An Optimal Framework for Constructing Lie-Algebra Generator Pools: Application to Variational Quantum Eigensolvers for Chemistry

TL;DR

This paper introduces an optimal, polynomial-scaling method for constructing minimal Lie algebra generator pools, significantly enhancing the efficiency and capabilities of variational quantum algorithms in quantum chemistry and beyond.

Contribution

It presents a novel, mathematically rigorous framework for efficiently constructing minimal generator pools for Lie algebras, enabling advanced quantum algorithms with reduced resources.

Findings

Efficient construction of Minimal Complete Pools (MCPs) for Lie algebras.

Application of MCPs to improve Variational Quantum Eigensolver (VQE) performance.

Enabling simulations surpassing previous MCP limitations.

Abstract

Lie Algebras are powerful mathematical structures used in physics to describe sets of operators and associated combinations. A central task is to identify a minimal set of generators from which the algebra can be constructed. The classical search for such generators has so far relied on greedy construction steps applied to an exponentially growing number of candidate operators, making it rapidly computationally intractable. We propose a general, polynomial-scaling and optimal strategy, based on Lie-Algebraic basic properties, to overcome this bottleneck.

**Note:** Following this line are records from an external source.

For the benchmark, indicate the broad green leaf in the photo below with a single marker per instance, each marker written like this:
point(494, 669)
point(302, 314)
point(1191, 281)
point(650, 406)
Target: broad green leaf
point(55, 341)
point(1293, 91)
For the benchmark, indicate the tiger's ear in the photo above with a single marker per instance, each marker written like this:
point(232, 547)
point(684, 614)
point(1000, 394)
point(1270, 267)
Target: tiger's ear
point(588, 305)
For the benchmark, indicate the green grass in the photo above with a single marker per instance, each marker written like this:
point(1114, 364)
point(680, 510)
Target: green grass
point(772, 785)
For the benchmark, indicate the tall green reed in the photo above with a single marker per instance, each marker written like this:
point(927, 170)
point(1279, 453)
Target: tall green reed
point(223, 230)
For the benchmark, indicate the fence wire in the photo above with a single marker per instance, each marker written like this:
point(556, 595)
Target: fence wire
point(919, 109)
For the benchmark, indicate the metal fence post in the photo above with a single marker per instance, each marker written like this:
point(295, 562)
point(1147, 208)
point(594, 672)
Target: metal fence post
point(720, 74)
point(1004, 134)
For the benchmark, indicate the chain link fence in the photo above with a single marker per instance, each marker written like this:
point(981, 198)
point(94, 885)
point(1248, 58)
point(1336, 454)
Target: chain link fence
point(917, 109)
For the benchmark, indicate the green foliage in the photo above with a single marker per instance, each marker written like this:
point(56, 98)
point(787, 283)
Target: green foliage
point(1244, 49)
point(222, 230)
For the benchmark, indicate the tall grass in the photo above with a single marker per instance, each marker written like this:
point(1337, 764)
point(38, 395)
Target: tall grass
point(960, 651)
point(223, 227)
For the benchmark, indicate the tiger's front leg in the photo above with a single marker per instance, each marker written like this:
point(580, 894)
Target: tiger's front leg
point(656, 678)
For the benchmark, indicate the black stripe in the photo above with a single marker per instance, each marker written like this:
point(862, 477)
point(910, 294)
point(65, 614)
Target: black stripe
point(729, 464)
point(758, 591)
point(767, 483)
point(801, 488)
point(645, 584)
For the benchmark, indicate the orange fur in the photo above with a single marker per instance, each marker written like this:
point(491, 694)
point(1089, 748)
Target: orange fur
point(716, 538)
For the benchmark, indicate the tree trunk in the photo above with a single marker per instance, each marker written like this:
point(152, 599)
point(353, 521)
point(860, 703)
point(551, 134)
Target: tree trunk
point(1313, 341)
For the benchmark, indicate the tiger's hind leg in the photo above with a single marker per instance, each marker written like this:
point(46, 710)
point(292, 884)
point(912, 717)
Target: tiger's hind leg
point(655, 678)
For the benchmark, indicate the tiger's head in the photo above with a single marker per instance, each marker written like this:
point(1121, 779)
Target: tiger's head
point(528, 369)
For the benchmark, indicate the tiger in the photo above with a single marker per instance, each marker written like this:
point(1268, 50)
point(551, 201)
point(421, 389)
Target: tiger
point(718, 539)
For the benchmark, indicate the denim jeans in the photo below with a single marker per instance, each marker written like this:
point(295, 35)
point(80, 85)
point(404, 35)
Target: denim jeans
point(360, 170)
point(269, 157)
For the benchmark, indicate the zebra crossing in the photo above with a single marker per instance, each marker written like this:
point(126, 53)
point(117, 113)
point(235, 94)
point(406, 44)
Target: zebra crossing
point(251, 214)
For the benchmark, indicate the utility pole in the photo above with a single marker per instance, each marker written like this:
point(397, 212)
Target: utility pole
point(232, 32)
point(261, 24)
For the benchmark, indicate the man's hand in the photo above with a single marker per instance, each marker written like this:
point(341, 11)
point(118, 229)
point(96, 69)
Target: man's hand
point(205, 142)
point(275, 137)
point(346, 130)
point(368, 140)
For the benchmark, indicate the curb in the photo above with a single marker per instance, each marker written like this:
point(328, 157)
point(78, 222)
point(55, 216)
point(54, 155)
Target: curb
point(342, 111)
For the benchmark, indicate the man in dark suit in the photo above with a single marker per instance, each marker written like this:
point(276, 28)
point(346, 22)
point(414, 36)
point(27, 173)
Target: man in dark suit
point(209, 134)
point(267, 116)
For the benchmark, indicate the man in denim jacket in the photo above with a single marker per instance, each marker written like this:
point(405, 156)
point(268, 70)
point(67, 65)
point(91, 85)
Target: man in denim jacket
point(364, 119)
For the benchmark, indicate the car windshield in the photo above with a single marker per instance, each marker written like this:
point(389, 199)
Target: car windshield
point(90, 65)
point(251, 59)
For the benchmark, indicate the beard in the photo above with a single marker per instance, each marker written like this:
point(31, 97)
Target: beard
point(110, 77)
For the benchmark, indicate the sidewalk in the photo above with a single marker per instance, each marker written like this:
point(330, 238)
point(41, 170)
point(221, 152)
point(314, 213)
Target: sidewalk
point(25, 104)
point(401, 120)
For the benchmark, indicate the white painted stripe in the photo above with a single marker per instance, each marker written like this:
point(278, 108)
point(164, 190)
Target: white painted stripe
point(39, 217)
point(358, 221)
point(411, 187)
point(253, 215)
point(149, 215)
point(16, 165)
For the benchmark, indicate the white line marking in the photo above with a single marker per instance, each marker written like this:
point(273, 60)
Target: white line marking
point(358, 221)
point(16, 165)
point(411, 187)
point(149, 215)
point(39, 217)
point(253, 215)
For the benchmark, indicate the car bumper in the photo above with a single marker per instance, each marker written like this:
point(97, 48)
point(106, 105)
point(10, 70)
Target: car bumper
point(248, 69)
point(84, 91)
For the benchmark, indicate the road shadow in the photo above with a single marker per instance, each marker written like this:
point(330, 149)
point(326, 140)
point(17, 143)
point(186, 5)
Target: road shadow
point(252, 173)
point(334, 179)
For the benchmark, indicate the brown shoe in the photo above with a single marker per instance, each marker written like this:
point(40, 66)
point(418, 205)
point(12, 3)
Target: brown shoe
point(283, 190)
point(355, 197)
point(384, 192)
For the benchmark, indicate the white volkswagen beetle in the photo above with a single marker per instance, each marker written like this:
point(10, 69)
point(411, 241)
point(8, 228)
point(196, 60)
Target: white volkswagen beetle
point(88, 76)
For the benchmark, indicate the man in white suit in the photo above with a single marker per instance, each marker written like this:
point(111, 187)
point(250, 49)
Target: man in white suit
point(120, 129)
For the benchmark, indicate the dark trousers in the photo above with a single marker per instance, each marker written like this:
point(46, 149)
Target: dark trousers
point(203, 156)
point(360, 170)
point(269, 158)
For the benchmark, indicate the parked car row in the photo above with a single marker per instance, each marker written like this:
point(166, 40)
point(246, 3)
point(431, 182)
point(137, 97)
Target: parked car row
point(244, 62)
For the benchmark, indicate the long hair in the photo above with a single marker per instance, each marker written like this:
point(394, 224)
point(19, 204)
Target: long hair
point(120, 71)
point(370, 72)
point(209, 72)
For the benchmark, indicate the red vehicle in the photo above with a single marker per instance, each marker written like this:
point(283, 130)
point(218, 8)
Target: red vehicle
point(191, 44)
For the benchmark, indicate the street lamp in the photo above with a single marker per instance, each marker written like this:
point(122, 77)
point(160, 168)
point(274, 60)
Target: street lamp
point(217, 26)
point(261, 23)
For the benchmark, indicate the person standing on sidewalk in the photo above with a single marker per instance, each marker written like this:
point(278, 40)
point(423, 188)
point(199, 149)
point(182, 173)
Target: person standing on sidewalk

It allows for the efficient construction of these generators, also known as Minimal Complete Pools (MCPs), for a target Lie Algebra. As an immediate application, efficiently constructing user-defined MCPs that respect fermionic algebra is crucial in the context of adaptive Variational Quantum Eigensolver for quantum chemistry. Thus, we introduce MB-ADAPT-VQE, which incorporates optimally constructed MCPs into batched ADAPT-VQE to reduce quantum resources and improve convergence under strong correlation. These MCPs also unlock fixed-ansatz methods based on a Lie-algebraic structure such as the gradient-free NI-DUCC-VQE, enabling simulations surpassing prior MCP limits. The presented mathematical framework is general and applicable well beyond chemistry in fields including quantum error correction, quantum control, quantum machine learning, and more universally wherever compact Pauli basis are required.